In trying to decide what to do in response to the humanitarian disaster unfolding in Syria, the Obama administration is caught in a dilemma. It wants to destroy ISIS in order to save the feeble government it supports in Iraq. But defeating ISIS would also help the Syrian regime of Assad which Obama wants to topple.
Iran, a U.S. adversary, is providing military support to Assad. And Russia, a long-time ally of the Syrian regime, is now bombing ISIS and other anti-Assad rebels in order to save Assad. It's ironic that ISIS and the opening it presents for Russian intervention in Syria are "blowback"--unforeseen consequences of the regime change imposed by the U.S. invasion of Iraq in 2003.
A year after that invasion destroyed Saddam Hussein's regime, Jordanian Abu Musab al-Zarqawi pledged allegiance to Osama Bin Laden and formed al-Qaeda in Iraq (AQI). AQI joined the Sunni insurgency against the occupation forces and the corrupt Shiite government supported by the U.S. A Sunni fanatic, Zarqawi waged a brutal war against the Shiite population of Iraq. In response to revelations of American torture in Abu Ghraib, AQI published a video of its beheading of American Nick Berg.
After Zarqawi was killed in a 2006 U.S. air raid, AQI metamorphosed into Islamic State in Iraq (ISI), and in 2013 it expanded into the power vacuum of Syria's civil war (and is now known as ISIS or ISIL). In 2014, ISIS took control of Fallujah, 60 miles from Baghdad, and Mosul, Iraq's second-largest city. It now governs, or at least exerts some degree of control over, a large territory straddling the Iraqi-Syrian border. Continuing in the spirit of AQI, ISIS engages in torture, mass executions and videotaped beheadings.
At the opening of the 70 th session of the UN General Assembly, President Vladimir Putin defended Russia's escalating role in the Syrian civil war. He proposed that the U.S. and other nations join Russia in defeating ISIS and other jihadist organizations in Syria, an offer the Obama administration immediately spurned because Russia supports Assad.
It seems clear that the only hope for ending the Syrian bloodbath and refugee exodus is something like Putin's proposal: a military alliance to defeat ISIS and other Islamic fundamentalist forces fighting the government and each other for control of Syria and Iraq. These forces are incapable of governing; they can only create further chaos in the region.
Once the Islamists are defeated, Syria's recovery should include the government of Assad in a managed transition monitored by a coalition including the U.S., Russia, Europe and Iran. For once, the U.S. needs to let go of the arrogant fantasy that it can destroy an established government and create from scratch a replacement regime to its liking.
It was this fantasy that led the U.S. to disband the Iraqi army and purge the government of all members of Saddam's Ba'ath Party. The result was to drive embittered officers and soldiers into the ranks of the insurgency, while excluding from government most of the experienced civil servants in Iraq.

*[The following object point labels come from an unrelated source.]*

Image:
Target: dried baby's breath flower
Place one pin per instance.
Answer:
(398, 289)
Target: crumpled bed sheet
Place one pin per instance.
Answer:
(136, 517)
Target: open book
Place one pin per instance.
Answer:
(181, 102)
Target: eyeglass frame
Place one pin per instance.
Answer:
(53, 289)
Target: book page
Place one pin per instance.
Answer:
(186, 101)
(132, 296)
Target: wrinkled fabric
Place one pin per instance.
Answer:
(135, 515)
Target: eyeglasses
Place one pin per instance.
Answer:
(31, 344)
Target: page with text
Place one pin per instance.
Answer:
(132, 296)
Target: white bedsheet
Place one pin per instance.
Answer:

Then it called for elections that would deprive the powerful Sunni minority of its former dominance over the Shiite majority, further inflaming the Sunni insurgency. To this day we have in Iraq a weak and corrupt Shiite government still fighting Sunni rebels now led by ISIS. It's unlikely there will ever be a functioning Iraqi state again.
The adversarial relationship between the U.S. and Assad's ally Iran is another case of blowback from an American-imposed regime change. In 1953 the CIA caused the overthrow of the democratically elected Prime Minister of Iran, Mohammed Mossadegh. The coup enabled Shah Reza Pahlavi to rule Iran for 26 years as a brutal police state. The Islamist revolution that overthrew the Shah in 1979 was driven by hatred not only of the Shah but also of the "Great Satan" that had imposed his regime on Iran.
The Obama administration has argued that it cannot possibly work with the Assad government because of the atrocities it has committed against its own citizens during the civil war. Yet it has no trouble cooperating with its principal Middle-Eastern ally Saudi Arabia, one of the most oppressive regimes in the world. In the last five years, U.S. arms sales to Saudi Arabia total $98 billion.
Saudi Arabia sentences dissidents to public flogging, regularly performs public beheadings, routinely tortures prisoners, and inflicts amputation and eye-gouging as punishments. Ali Mohammed al-Nimr has been sentenced to public beheading followed by crucifixion for participating in a political demonstration when he was 17.
So the U.S. should stop pretending that moral delicacy rules out a deal with Russia, Iran and the Assad government. As Putin argued at the UN General Assembly, a jihadist victory over Assad will only bring more chaos.